My hypothesis is that the ANC-UST pool was the largest pool on Terra before Apollo launch. Therefore, while transactions are nearly equal to the MINE-UST pool, the number of LP tokens migrating to Apollo are very large.
Where is the new liquidity coming from?
Now let’s look at the sources of new liquidity being added to Terra. There are two sources that I’m considering for this scenario — Central Exchanges and Bridges (Ethereum, BSC).
To find the source I’m using the following logic.
- First, I get a list of addresses that made a deposit into Apollo post-launch i.e. September 14, 2021.

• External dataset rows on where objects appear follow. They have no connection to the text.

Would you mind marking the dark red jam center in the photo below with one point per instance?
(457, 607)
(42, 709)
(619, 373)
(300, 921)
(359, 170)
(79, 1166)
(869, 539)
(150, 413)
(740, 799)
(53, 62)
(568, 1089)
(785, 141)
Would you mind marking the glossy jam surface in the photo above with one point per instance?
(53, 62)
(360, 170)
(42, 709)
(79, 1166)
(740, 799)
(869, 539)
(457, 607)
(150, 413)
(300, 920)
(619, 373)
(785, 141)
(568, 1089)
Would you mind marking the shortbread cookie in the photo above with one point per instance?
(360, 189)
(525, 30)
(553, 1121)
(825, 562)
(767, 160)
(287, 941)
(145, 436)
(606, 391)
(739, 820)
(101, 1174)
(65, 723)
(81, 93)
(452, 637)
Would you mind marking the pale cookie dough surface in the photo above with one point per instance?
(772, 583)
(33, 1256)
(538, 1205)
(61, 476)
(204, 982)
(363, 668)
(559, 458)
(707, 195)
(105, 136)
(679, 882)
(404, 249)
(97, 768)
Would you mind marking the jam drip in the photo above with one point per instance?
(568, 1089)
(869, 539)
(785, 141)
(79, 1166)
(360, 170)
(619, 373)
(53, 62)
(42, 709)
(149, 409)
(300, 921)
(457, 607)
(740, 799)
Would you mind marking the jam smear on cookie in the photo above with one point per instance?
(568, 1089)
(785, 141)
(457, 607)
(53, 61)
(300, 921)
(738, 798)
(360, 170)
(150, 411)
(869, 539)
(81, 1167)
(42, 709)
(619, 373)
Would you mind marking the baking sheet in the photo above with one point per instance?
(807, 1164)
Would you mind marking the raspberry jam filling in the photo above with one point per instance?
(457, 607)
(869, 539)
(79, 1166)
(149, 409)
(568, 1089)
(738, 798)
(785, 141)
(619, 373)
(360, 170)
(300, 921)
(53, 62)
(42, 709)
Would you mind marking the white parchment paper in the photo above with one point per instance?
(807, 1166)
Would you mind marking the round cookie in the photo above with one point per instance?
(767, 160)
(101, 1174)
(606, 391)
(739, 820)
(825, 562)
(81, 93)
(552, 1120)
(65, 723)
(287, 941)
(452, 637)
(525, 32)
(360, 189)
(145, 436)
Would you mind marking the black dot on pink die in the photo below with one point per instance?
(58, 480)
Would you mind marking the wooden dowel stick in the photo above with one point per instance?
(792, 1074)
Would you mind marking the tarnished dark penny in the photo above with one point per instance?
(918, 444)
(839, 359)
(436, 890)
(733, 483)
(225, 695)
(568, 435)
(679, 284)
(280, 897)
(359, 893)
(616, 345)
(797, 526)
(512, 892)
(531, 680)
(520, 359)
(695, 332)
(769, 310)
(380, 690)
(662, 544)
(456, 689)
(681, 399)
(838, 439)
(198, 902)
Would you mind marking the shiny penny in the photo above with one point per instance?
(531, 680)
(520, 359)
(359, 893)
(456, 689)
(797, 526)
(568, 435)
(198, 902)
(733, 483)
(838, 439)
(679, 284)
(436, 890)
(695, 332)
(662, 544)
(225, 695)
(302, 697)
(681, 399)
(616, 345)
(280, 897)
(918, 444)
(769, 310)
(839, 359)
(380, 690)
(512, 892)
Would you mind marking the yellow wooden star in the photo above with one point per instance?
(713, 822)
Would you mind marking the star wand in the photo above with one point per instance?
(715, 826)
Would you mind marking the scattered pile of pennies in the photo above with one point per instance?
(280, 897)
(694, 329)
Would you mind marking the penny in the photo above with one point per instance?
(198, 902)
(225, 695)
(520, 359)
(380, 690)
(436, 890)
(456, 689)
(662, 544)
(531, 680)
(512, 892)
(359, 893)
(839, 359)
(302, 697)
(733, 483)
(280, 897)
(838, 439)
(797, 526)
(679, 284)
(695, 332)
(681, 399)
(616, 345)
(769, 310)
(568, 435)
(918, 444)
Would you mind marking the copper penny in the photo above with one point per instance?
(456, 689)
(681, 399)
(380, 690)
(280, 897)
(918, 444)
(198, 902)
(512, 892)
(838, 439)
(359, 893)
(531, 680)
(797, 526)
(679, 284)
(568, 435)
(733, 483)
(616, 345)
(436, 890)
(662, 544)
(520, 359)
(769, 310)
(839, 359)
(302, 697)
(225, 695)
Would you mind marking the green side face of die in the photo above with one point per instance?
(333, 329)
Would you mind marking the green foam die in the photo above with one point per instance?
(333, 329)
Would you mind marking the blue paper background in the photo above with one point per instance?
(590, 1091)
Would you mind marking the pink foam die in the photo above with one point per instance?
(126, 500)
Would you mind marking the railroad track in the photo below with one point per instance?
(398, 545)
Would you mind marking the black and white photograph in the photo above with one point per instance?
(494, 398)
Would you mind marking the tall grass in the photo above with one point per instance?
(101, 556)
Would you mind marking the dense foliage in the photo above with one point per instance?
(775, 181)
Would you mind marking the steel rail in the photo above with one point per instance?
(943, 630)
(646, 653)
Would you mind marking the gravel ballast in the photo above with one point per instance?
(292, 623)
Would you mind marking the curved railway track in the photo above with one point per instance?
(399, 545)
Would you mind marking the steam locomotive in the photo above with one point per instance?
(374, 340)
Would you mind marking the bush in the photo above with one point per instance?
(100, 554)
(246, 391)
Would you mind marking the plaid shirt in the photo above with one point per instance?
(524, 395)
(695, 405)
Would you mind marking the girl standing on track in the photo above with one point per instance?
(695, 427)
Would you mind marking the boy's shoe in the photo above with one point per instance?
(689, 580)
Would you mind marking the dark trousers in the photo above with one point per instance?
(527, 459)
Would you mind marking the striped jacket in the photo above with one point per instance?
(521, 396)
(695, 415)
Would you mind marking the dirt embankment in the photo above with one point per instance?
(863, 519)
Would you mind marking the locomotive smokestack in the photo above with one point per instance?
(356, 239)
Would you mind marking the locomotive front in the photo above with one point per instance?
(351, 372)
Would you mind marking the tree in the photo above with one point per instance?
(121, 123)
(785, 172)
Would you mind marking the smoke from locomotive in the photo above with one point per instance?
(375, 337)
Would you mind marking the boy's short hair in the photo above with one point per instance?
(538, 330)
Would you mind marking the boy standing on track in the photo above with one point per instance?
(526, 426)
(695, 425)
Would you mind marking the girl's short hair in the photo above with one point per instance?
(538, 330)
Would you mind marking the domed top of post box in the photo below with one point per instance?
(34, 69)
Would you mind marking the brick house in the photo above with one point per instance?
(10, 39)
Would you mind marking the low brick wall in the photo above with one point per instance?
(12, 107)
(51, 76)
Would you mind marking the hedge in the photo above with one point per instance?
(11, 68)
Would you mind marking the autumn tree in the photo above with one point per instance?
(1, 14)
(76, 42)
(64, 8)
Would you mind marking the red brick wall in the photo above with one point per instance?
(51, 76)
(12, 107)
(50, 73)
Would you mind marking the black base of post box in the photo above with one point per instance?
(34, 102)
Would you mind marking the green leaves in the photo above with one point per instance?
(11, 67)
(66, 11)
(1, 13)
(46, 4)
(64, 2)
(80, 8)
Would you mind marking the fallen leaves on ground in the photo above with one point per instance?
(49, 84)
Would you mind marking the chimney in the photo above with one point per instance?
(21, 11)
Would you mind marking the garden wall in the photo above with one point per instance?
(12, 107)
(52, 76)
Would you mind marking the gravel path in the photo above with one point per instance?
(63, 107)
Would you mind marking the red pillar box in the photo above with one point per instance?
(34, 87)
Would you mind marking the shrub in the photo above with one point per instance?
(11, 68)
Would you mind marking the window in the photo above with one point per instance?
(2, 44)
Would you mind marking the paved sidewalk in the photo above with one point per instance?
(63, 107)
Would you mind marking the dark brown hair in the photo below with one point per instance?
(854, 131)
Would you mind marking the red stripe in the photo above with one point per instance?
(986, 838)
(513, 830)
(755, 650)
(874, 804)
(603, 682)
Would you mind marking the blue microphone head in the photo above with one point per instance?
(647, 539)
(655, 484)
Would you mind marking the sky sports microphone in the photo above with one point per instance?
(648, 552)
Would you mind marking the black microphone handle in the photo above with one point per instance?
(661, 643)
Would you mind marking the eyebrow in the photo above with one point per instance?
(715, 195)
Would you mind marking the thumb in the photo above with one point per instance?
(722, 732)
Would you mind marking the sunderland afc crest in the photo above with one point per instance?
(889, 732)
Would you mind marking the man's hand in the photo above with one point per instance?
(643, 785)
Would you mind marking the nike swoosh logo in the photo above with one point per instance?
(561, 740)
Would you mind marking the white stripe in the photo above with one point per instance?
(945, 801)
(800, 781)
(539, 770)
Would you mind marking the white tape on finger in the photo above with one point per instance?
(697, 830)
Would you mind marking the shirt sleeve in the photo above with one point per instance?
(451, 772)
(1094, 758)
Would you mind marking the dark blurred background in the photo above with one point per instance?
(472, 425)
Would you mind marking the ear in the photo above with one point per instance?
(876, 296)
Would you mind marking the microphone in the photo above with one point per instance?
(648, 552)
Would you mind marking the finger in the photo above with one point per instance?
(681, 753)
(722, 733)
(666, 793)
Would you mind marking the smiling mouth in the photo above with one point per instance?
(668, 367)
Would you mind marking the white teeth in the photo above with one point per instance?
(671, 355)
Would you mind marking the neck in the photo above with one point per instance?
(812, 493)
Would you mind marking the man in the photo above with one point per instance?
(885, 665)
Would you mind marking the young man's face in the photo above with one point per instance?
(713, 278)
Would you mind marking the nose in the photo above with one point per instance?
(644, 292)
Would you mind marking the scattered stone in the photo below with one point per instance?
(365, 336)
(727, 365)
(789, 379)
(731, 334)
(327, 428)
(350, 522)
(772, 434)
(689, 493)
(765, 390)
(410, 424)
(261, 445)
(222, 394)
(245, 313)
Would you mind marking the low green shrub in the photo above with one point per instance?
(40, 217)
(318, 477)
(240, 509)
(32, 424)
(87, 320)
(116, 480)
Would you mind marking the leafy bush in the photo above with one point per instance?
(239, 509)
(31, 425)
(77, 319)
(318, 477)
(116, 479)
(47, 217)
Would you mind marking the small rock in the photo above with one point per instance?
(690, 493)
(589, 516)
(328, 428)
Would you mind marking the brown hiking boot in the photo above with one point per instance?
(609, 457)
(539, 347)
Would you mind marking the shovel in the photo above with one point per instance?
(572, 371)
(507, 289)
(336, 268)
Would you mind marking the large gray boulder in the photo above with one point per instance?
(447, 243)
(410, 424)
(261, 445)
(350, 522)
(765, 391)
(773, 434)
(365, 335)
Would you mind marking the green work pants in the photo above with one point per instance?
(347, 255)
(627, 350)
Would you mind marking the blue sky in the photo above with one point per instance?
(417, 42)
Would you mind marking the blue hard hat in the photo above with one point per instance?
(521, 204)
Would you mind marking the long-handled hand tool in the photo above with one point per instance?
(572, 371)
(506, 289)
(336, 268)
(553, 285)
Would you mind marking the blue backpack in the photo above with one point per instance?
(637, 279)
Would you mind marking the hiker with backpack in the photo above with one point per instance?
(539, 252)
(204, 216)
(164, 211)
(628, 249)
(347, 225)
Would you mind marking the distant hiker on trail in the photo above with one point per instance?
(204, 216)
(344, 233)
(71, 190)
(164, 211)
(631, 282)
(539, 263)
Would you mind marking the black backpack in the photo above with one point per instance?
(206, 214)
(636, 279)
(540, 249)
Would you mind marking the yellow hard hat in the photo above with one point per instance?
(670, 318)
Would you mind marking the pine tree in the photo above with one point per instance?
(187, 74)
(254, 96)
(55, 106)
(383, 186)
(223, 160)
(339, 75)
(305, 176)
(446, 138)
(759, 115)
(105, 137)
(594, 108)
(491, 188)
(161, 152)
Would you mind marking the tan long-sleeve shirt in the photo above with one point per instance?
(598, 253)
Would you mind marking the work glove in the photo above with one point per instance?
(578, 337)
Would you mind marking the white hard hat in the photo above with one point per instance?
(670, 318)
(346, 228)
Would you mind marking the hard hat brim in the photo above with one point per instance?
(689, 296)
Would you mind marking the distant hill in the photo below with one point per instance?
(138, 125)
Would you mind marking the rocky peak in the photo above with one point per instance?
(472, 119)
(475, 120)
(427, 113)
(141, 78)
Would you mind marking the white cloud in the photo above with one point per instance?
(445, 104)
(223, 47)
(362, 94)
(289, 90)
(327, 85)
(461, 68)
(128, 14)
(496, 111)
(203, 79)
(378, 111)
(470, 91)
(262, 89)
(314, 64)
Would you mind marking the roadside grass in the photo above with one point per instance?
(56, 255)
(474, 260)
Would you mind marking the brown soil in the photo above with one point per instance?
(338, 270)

- Then, I’m looking at the pre-launch timeframe between August 7, 2021 (When Apollo posted launch details) and September 14, 2021 (Apollo public launch).
- Next, I’m looking for deposits made to these addresses from either a central exchange or a bridge. For the addresses for the exchange and bridge, I’m using the information available on ET Finder under “Named accounts” — https://finder.extraterrestrial.money/named_accounts. The exchanges that are included in this analysis are — Kucoin, Binance, Bkex, Coinone, Upbit, Moonpay, Coinex, Huobi and Bithumb.
Now let’s look at the numbers.
On launch day, ~$30 Million of the $55 Million UST (from the charts above) deposited into Apollo came from central exchanges. Similarly, ~$15 Million UST came from the bridges. Therefore, almost 80% (45M/55M UST) of the launch deposits was new liquidity into the Terra ecosystem.
Conclusion
- Apollo has proven to be very popular
- Apollo made it really frictionless for users to deposit and it has proven to be the right decision.